When voters in the 1978 election sent a state House evenly divided, 67-67, to St. Paul, Minnesota could have lost a crucial legislative year to partisan division, dissension and disorder.
Speaker Searle kept the wheels on
Rod Searle, who died Sunday, played a crucial role in seeing the state through a crisis of the voters' making -- one that could happen again.
By loristurdeva
It didn't, and for that, much credit is owed to state Rep. Rod Searle of Waseca, who died Sunday at age 93. He led his caucus in negotiating a power-sharing arrangement with the DFL, then kept the wheels on state government as a fair-minded speaker for one tumultuous year, 1979.
A year later, the DFL was back in power, 68-66, and able to elect a speaker of its own.
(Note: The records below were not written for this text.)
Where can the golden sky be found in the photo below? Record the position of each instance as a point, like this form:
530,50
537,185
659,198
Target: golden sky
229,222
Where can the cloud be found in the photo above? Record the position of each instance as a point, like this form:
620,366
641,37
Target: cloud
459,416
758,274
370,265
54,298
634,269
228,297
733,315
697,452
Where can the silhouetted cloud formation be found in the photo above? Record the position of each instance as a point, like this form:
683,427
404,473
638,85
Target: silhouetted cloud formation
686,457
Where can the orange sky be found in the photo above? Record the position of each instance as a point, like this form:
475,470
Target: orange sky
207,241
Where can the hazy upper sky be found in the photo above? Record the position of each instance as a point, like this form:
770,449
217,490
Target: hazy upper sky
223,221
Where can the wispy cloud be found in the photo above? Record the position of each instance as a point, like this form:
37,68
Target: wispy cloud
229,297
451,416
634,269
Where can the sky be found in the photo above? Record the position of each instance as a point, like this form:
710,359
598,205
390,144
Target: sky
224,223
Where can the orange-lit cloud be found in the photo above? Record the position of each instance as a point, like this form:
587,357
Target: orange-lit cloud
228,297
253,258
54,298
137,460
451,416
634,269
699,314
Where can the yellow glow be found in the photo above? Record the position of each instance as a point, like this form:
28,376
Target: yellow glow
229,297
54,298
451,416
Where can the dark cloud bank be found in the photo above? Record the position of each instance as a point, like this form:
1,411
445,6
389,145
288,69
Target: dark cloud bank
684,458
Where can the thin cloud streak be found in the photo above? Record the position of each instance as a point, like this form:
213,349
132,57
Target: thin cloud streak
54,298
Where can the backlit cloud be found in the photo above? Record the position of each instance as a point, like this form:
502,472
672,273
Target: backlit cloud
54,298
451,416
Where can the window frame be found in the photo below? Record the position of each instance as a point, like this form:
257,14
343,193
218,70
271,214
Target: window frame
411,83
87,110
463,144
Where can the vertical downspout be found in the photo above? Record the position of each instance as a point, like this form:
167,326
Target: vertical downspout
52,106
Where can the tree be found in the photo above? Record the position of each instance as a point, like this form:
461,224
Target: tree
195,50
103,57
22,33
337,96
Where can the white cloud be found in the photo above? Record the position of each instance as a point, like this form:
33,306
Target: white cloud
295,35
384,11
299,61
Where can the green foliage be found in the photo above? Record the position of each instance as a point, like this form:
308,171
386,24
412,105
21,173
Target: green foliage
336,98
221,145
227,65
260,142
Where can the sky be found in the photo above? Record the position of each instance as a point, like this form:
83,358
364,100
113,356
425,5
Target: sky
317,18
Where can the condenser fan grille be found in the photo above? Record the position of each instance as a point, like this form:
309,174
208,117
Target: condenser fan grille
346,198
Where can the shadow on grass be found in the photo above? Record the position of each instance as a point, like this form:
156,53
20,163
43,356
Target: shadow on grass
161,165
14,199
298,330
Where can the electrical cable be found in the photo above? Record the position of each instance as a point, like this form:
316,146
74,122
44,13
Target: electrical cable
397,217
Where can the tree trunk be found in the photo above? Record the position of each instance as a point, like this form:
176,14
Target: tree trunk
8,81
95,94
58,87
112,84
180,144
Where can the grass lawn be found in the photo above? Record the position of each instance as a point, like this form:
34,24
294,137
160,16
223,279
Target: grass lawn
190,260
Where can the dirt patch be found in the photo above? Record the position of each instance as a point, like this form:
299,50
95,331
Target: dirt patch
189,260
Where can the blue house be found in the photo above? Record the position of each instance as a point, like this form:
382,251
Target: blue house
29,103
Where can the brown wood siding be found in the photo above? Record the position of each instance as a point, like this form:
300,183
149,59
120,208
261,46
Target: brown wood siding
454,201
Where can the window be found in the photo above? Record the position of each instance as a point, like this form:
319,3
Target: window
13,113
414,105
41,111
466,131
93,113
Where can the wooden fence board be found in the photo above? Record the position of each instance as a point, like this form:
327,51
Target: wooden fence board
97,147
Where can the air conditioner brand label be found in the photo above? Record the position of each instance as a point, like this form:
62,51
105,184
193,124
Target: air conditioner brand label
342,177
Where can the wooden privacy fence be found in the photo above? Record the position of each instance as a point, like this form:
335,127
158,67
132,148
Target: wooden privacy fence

It might be seen as a compliment to Searle that instead of their own 1979 caucus leader, the brash Irv Anderson, a rump caucus of DFLers allied themselves with like-minded Republicans to elect a DFL speaker with a gentlemanly temperament more like Searle's, Fred Norton. Norton's election may have been the most stunning display of bipartisan cooperation in the state House in the last 40 years.
Searle served 24 years in the Legislature and played a strong hand on K-12 funding, higher education and natural resources policy. He went on to serve on several higher education governing boards and play an active role at Minnesota State University-Mankato, his alma mater.
But his career's pinnacle, and his greatest contribution to Minnesota, came after the 1978 election produced an unprecedented and seemingly unworkable result. Who was in charge of the House in the case of a tie? Searle and Anderson cut a deal that neither side liked, but both could live with: the Republicans got the speakership and were chairs of subdivisions of the powerful money committees, on which they had a one-vote majority; DFLers chaired the full money committees, on which they had a one-vote majority, and the rules committee.
The deal might have collapsed, but for the respect legislators on both sides of the aisle had for Searle. A native of New Jersey, educated at Rutgers before coming to Minnesota, Searle was as Gov. Mark Dayton described him Sunday -- "a principled leader, a dedicated public servant, and a true gentleman." He was the man Minnesota needed in 1979. If the voters ever send 67 Republicans and 67 DFLers to the state House again -- and they could -- I hope Minnesota has leaders on hand just like him.